Musikalische Endlosschleife

15. November 2011
 

Unser Gehirn hat seine eigene Jukebox, mit der es uns nach Belieben beschallt. Nervig ist das vor allem dann, wenn sie bei einem Lied stecken bleibt und wir uns den Ohrwurm wieder und wieder anhören müssen. Unklar war bislang, was die genauen  Auslöser für die lästigen Musikparasiten sind. Victoria Williamson von der University of London hat in Zusammenarbeit mit verschiedenen internationalen Radiosendern über 600 Zuhörer befragt, um herauszufinden, wodurch ein Ohrwurm überhaupt erst entsteht. Wenig überraschend war der häufigste Grund für einen Ohrwurm, dass man einen bestimmten Song kurz davor gehört hat. „Mein Ohrwurm ist dieser verdammte George-Harrison-Song, den ihr gestern gespielt habt“, schrieb ein BBC-Hörer. „Ich bin heute morgen um halb fünf aufgewacht und er ging mir bereits im Kopf rum.“ Das Problem ist natürlich, so die Forscher, dass wir einen Ohrwurm überall aufschnappen können, denn dauernd sind wir von Musik umgeben: in der Kneipe, im Fitnessstudio, in Geschäften und in Restaurants.
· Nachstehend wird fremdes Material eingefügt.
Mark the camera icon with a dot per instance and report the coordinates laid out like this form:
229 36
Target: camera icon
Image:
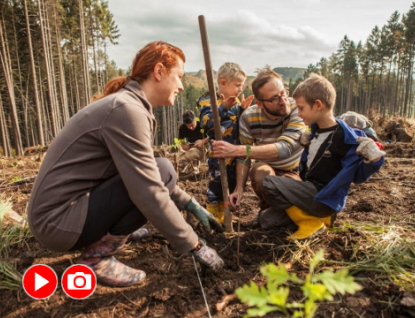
79 281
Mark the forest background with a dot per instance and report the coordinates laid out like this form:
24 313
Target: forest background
54 58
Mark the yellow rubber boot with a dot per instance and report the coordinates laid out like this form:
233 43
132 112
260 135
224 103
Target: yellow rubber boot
221 212
328 221
215 209
308 225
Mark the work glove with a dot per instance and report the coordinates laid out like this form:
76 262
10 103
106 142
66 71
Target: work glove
305 138
207 256
207 219
369 150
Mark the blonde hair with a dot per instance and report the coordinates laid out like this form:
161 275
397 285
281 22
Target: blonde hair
264 75
230 71
316 87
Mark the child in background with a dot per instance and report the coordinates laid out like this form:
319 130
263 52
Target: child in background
231 80
335 155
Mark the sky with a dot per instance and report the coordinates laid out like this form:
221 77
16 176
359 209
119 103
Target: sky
290 33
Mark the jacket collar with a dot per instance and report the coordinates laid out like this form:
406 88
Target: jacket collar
136 89
349 135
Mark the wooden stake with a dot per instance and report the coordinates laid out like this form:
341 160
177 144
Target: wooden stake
216 121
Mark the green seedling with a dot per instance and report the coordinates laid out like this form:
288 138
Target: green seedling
316 287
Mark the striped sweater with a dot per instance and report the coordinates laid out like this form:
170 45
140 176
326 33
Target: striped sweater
256 129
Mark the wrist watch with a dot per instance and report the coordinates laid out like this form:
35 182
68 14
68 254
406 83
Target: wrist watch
198 246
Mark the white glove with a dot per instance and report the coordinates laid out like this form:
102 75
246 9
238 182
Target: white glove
305 138
369 150
208 256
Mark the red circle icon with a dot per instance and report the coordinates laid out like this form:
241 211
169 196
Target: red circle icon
40 281
79 281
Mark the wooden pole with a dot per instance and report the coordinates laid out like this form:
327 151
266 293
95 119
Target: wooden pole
216 121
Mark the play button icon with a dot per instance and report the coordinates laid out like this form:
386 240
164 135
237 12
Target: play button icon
40 281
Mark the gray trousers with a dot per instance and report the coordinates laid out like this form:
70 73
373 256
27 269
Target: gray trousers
281 193
111 209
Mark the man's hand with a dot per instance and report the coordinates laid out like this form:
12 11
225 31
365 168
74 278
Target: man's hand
199 143
229 102
245 103
305 138
223 149
206 218
236 197
369 150
207 255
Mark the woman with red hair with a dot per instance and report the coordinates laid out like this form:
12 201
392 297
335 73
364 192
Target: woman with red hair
99 181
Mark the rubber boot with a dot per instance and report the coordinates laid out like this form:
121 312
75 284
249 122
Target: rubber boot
221 210
108 270
329 220
214 209
308 225
139 234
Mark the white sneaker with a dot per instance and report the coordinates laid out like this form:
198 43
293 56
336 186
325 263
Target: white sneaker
187 167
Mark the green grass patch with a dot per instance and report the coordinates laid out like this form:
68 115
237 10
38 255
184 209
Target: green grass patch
11 238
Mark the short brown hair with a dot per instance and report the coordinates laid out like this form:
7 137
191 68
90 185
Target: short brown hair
264 75
188 117
316 87
229 71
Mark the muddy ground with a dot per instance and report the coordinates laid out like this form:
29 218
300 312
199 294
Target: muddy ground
172 288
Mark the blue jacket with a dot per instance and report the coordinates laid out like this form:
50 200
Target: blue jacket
334 194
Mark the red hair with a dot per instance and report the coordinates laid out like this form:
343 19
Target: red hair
143 65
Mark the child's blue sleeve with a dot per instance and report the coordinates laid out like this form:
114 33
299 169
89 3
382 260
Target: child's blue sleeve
365 170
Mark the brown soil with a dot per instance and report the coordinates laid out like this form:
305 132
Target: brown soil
172 288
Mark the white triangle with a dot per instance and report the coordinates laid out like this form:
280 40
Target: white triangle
40 281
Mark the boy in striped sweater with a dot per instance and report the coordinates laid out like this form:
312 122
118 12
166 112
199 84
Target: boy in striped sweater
231 80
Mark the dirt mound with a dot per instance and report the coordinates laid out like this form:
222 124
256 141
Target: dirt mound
172 289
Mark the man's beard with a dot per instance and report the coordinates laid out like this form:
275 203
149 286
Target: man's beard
279 113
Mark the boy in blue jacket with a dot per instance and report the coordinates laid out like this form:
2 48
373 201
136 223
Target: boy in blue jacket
334 156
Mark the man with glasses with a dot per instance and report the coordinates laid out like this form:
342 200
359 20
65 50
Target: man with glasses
269 132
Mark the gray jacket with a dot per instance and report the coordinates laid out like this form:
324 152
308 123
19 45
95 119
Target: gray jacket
113 135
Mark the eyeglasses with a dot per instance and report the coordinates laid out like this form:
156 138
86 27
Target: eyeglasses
276 99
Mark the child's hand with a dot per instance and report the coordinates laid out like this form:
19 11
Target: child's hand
369 150
229 102
245 103
305 138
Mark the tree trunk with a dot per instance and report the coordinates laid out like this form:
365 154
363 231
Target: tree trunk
84 54
52 105
41 137
7 71
4 132
62 80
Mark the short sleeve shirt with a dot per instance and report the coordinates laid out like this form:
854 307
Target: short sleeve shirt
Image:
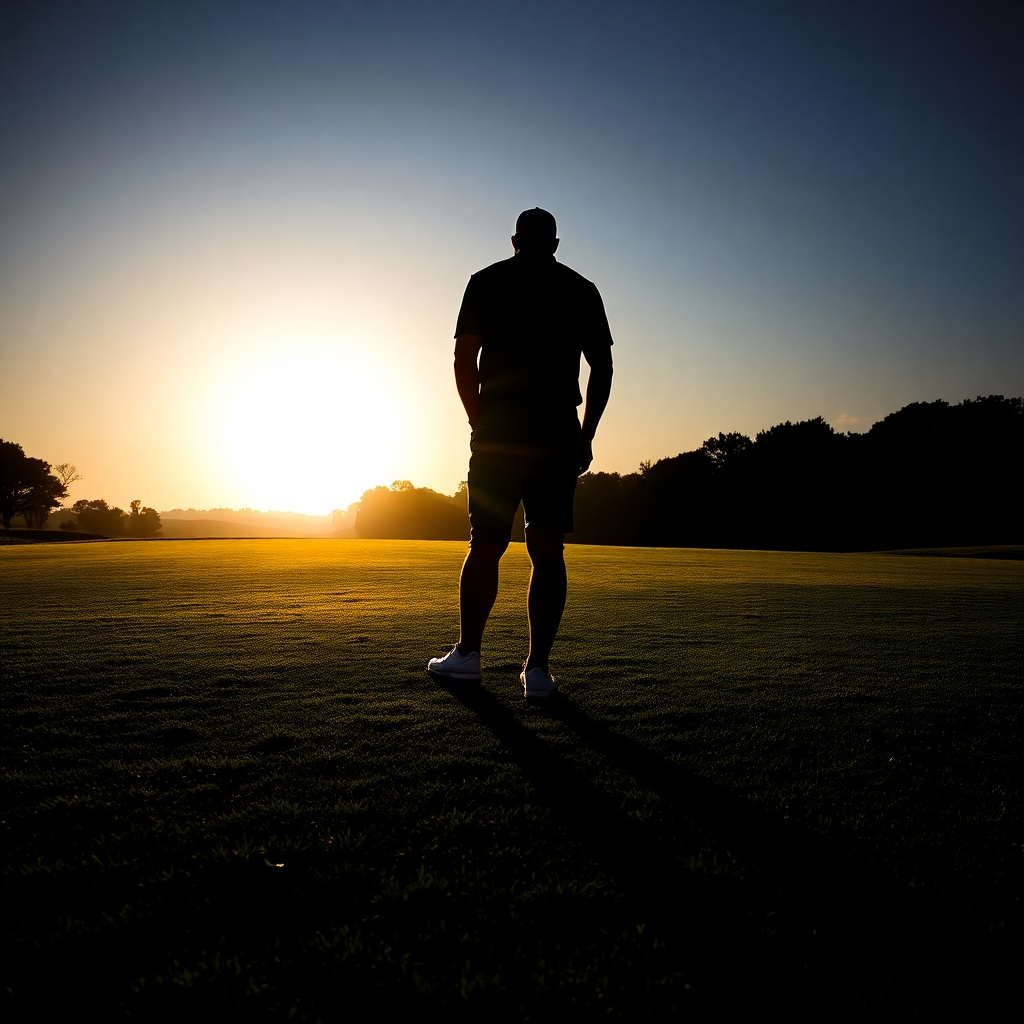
536 316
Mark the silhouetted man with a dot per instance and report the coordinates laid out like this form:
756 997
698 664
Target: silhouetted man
528 318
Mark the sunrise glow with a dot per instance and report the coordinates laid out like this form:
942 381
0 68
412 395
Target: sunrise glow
304 430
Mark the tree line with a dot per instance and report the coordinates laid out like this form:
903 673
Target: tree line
931 474
32 488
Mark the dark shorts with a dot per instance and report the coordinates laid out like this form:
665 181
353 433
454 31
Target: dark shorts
537 464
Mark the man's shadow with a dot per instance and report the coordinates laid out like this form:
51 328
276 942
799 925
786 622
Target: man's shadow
836 908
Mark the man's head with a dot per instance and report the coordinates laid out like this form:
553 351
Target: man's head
535 232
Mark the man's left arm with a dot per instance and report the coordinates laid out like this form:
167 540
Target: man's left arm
598 390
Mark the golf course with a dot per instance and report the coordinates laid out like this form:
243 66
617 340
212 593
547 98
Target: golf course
770 782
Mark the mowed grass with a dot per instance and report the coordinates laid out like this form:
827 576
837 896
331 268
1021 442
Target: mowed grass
771 780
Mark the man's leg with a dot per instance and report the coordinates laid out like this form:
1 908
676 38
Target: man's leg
477 590
547 593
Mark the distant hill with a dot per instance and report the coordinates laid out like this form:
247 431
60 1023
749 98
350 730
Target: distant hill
217 527
251 522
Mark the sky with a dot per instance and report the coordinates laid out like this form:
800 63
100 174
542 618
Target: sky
233 237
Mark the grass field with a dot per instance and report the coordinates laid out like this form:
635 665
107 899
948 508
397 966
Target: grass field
772 780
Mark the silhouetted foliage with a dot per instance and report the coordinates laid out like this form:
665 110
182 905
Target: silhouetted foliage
95 516
142 521
930 475
402 511
27 486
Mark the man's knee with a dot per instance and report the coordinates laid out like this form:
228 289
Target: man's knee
545 547
486 550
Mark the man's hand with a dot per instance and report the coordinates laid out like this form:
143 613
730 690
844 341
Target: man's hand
467 375
586 455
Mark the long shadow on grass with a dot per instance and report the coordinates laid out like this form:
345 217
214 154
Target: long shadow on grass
837 928
906 945
697 915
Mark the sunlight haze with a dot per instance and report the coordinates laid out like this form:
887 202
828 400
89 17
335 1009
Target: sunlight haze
233 239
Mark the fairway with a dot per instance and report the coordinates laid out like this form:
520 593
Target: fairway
770 779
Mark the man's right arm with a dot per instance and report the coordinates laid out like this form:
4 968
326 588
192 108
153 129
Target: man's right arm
598 390
467 374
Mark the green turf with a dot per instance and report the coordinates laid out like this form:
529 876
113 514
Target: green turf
772 779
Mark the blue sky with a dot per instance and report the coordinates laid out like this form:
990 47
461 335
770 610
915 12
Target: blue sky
791 209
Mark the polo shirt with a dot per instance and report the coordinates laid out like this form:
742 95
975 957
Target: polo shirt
536 316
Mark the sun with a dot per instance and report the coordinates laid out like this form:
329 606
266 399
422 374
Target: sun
306 431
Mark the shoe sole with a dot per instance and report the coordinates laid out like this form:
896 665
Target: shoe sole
463 677
537 694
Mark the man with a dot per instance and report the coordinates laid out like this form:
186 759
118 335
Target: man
528 318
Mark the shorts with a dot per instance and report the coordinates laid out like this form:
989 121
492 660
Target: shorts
506 469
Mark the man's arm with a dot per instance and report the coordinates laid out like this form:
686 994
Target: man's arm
598 389
467 376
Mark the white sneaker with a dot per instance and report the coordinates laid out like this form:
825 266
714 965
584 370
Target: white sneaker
537 683
457 666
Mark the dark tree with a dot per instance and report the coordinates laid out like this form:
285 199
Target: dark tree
27 486
95 516
142 521
402 511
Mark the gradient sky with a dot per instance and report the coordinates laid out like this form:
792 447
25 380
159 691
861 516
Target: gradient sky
233 237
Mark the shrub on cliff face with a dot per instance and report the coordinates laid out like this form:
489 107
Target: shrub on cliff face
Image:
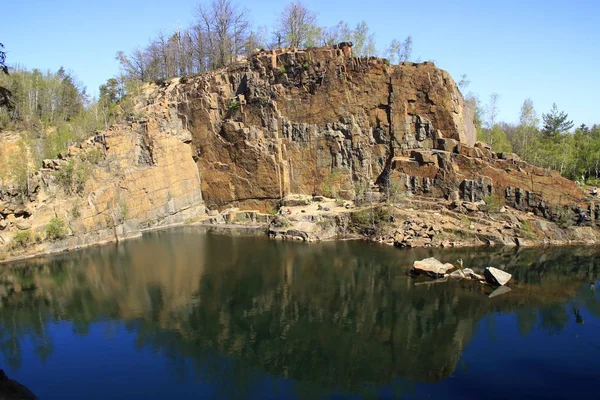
493 203
372 220
73 175
22 239
56 229
563 218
Aber auch der Klingelton eines Handys oder ein vorbeispazierender Passant, der gerade ein Lied summt, können den Ohrwurm aus seinem Versteck locken.

Noch schlimmer: Wir müssen ein Lied gar nicht unbedingt hören, damit es sich in unsere Gehirnwindungen eingräbt. „Ein Ohrwurm kann allein schon durch Assoziationen ausgelöst werden“, so Williamson. Wir sehen eine Person, hören ein Wort oder einen Rhythmus und plötzlich, wie aus dem Nichts, hat sich dieser Ohrwurm in unserem Gehörgang festgekrallt. Manchmal sind die Assoziationsprozesse, die einen Ohrwurm auslösen, besonders bizarr, wie das Beispiel eines Zuhörers zeigt: „Ich war unterwegs und las das Nummernschild eines Autos, dass mit den Buchstaben EYC endete. Natürlich sieht das überhaupt nicht wie das Lied PYT von Michael Jackson aus, aber aus irgendeinem verrückten Grund steckte das Lied von da an in meinem Kopf fest.“

Auch Erinnerungen lösen häufig einen Ohrwurm aus, so die Musikpsychologin. Zum Beispiel, wenn wir eine Straße entlangfahren, auf der wir einen bestimmten Song das erste Mal gehört haben. Bestimmte Stimmungen und Stress waren weitere Ohrwurmauslöser in der Studie. Häufig liefert unser Gehirn uns nämlich die Titelmusik für unseren ganz persönlichen Stimmungsfilm. Fühlen wir uns traurig, stammt auch der Ohrwurm aus einem eher traurigen Lied, sind wir gut gelaunt, entscheidet sich das Gehirn stattdessen für fröhliche Partymusik. Insgesamt sind Ohrwürmer häufig emotional besetzte Lieder, die wir entweder sehr mögen oder überhaupt nicht ausstehen können. Instrumentalstücke werden eigentlich nie zum Ohrwurm, irgendein Text muss schon vorhanden sein. Allerdings ist es nie das ganze Lied, sondern es sind nur einzelne Passagen, die sich uns als musikalische Endlosschleife ins Gedächtnis drängen.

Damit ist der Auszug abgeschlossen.